Fig. 1: RNA sequencing (RNAseq) and ELISA assays were used to confirm the senescence induced by IL-1β.

A The heatmap of RNA-Seq. P3 ESC from two subjects (S1, S2) were cultured without (-) or with (+) 0.1 nM IL-1β for 24 h and subjected to RNAseq for transcript profiling. The top 10 mRNAs upregulated by IL-1β are illustrated in the heat map. Red color indicates upregulated and blue color downregulated genes (fold changes shown in inset). B Volcano Plot RNA-Seq. A volcano plot demonstrates strong upregulation of SASP mRNA transcripts in P3 ESC from subjects S1 and S2 24 h after IL-1β treatment. IL-1β itself, IL-6, IL-8, CCL2, CCL5 and TNF-α mRNA were all increased over control and to a lesser extent, MMP3. C ELISA assay. ELISA of five SASP biomarker proteins in P3 ESC treated supernatants follow a time course after stimulation with IL-1β for up to 72 h. At the 72-h mark, ANOVA analysis revealed a significant overall difference (p < 0.001).
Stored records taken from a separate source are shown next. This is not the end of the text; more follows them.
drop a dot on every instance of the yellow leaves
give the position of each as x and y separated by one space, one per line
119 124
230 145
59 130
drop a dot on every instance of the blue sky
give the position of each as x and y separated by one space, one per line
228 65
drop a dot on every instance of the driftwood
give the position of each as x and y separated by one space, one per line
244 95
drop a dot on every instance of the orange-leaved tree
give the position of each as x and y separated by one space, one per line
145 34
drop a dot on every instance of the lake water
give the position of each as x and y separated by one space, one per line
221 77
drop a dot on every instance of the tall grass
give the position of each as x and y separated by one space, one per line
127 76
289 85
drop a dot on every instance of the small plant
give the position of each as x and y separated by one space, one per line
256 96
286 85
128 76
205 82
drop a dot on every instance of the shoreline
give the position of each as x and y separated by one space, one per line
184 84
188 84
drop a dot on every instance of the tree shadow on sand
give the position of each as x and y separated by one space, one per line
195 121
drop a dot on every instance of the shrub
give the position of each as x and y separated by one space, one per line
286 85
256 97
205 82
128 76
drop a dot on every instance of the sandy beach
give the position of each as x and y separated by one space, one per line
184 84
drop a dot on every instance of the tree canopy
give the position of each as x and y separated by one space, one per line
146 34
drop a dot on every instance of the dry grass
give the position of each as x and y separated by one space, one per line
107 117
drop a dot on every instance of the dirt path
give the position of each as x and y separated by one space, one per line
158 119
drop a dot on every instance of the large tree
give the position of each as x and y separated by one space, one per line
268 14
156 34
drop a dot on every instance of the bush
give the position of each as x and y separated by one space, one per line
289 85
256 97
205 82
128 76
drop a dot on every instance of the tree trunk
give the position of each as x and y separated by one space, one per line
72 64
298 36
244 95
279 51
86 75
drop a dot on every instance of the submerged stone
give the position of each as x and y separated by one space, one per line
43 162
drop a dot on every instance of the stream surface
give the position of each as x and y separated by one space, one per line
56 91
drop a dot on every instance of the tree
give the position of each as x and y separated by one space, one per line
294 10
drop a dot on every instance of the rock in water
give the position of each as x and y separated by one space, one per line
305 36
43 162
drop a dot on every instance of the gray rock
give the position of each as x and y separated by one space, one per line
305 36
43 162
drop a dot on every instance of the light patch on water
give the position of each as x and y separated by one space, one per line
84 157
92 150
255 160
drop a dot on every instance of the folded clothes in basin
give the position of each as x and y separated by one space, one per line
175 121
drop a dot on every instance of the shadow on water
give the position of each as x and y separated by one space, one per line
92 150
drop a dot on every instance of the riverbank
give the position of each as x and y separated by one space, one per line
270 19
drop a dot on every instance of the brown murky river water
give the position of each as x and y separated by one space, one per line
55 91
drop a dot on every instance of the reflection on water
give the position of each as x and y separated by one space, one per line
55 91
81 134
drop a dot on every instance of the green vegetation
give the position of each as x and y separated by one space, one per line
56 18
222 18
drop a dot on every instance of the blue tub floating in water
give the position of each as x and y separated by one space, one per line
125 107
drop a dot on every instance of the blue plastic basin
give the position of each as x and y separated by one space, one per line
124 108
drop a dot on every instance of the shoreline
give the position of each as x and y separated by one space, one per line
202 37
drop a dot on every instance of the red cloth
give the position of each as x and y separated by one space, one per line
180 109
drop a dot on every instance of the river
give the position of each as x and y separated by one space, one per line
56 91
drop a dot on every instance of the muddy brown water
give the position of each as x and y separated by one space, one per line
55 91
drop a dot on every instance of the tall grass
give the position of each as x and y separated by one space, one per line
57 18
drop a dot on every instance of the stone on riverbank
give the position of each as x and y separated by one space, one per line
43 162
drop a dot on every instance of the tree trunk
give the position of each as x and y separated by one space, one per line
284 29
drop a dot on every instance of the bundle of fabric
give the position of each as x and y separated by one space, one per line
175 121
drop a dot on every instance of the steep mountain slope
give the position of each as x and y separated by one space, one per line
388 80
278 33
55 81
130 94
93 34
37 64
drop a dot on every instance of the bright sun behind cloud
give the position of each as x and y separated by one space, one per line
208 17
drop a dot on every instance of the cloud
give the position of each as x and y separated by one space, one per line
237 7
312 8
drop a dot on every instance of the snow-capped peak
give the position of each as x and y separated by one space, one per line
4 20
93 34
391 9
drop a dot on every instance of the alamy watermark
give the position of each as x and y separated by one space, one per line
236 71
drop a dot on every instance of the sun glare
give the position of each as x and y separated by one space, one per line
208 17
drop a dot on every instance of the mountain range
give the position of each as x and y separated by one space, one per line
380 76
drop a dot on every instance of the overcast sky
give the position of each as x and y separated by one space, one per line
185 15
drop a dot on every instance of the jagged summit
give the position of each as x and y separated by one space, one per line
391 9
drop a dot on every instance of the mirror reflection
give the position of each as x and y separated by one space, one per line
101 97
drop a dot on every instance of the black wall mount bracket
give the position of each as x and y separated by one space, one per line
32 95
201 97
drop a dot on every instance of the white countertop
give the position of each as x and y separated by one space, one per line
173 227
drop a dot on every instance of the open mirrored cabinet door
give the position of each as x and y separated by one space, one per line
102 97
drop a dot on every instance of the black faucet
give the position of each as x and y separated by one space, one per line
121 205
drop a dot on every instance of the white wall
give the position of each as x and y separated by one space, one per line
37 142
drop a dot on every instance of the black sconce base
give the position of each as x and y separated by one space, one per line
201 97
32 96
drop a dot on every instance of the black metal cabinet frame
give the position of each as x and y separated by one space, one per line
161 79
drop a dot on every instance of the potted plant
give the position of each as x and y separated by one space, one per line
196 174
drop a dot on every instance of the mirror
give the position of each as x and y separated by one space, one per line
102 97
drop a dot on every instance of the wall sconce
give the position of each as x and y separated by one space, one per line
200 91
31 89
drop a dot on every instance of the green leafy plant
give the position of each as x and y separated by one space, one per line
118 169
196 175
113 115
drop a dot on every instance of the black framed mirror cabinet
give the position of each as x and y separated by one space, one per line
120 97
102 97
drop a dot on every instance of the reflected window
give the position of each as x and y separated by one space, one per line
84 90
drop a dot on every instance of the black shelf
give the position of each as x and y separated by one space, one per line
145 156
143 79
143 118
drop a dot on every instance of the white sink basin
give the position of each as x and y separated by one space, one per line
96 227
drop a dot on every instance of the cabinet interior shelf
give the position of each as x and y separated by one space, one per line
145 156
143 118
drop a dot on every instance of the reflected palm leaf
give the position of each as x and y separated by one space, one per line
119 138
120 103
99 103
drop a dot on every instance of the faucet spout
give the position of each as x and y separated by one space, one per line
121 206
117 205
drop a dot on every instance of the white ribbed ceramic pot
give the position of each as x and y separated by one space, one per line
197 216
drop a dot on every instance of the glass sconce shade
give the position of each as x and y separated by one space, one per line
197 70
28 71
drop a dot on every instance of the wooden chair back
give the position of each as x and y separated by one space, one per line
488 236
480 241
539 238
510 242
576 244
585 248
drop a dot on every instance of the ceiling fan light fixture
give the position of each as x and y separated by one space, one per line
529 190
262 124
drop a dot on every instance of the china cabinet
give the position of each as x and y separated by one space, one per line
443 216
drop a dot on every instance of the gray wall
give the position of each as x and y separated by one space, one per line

The Scheffé Test results indicated significant differences between MMP3 and IL-8, IL-6, RANTES, and TNFα (p < 0.001 for all); between IL-8 and IL-6, RANTES, and TNFα (p > 0.05, p < 0.001, p < 0.001, respectively); and between IL-6 and RANTES, and TNFα (p < 0.001 for both), while for RANTES versus TNFα, there was no significant differences (p > 0.05). Each experiment was repeated three times. Error bars indicate SD of triplicate determinations. D ELISA assay. Data graphed with an expanded ordinate represent CCL5 and TNF-α, to adjust for relatively low absolute cytokine concentrations. Error bars indicate SD of triplicate determinations for CCL5. Other ELISA assays were done with duplicate samples.